The Jikes RVM experience is kind of interesting...
From the outset, one of the key goals of the project was to achieve
much greater levels of scalability than the commercial VMs could deliver
(BTW, the project was then known as Jalapeno). The design decision
was to use a multiplexed threading model, where the VM scheduled its own
"green" threads on top of posix threads, and multiple posix threads were
supported. One view of this was that it was pointless to have more than
one posix thread per physical CPU (since multiple posix threads would
only have to time slice anyway). Under that world view, the JVM might
be run on a 64-way SMP with 64 kernel threads onto which the user
threads were mapped. This resulted in a highly scalable system: one of
the first big achievements of the project (many years ago now) was
enormously better scalability than the commercial VMs on very large SMP
boxes.
I was discussing this recently and the view was put that really this
level of scalability was probably not worth the various sacrifices
associated with the approach (our load balancing leaves something to be
desired, for example). So as far as I know, most VMs these days just
rely on posix style threads. Of course in that case your scalability
will largely depend on your underlying kernel threads implementation.

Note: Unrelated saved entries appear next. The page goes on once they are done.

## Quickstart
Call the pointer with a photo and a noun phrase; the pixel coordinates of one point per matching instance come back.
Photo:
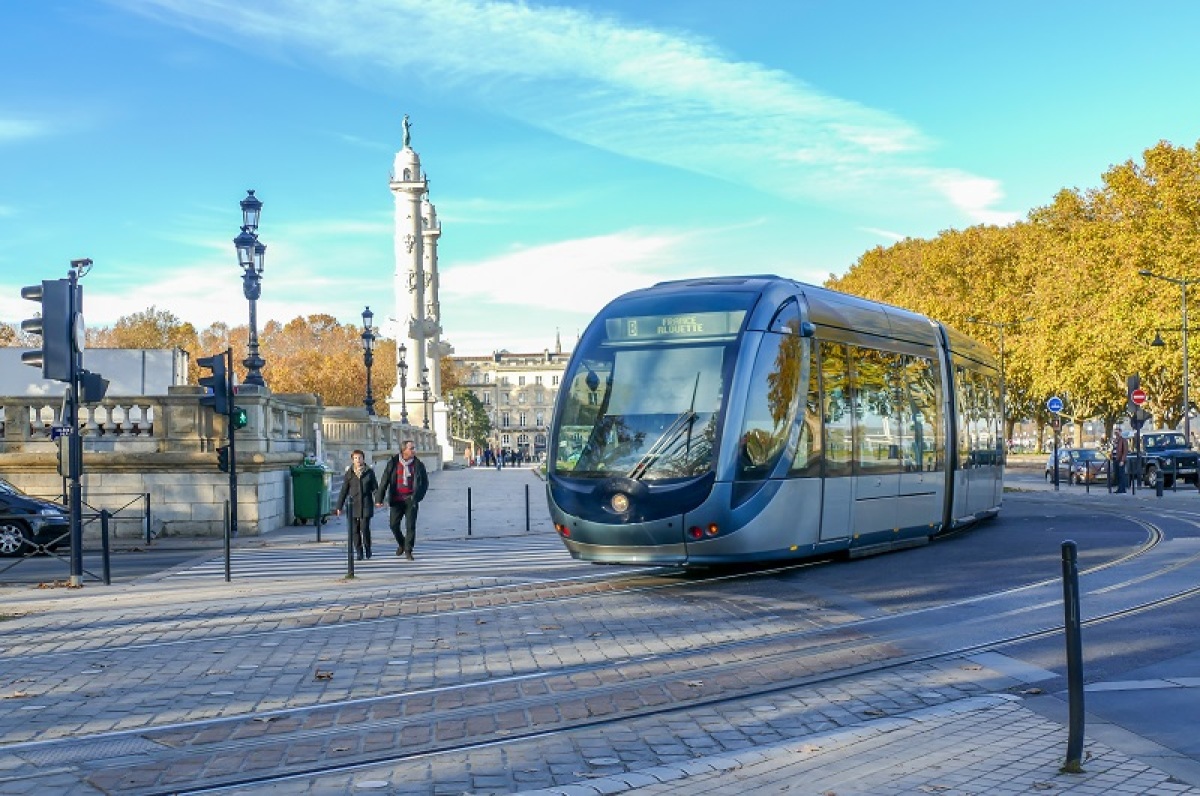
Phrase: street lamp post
(251, 255)
(1003, 390)
(425, 398)
(401, 353)
(1183, 289)
(369, 339)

As a side note, I am working on a project with MITRE right now where
we're implementing coroutine support in Jikes RVM so we can support
massive numbers of coroutines (they're using this to run large scale
scale simulations). We've got the system pretty much working and can
support > 100000 of these very light weight threads. This has been
demoed at MITRE and far outscales the commercial VMs. We achieve it
with a simple variation of cactus stacks. We expect that once
completed, the MITRE work will be contributed back to Jikes RVM.
Incidentally, this is a good example of where James Gosling misses the
point a little: MITRE got involved in Jikes RVM not because it is
"better" than the Sun VM, but because it was OSS which meant they could
fix a limitation (and redistribute the fix) that they observed in the
commercial and non-commercial VMs alike.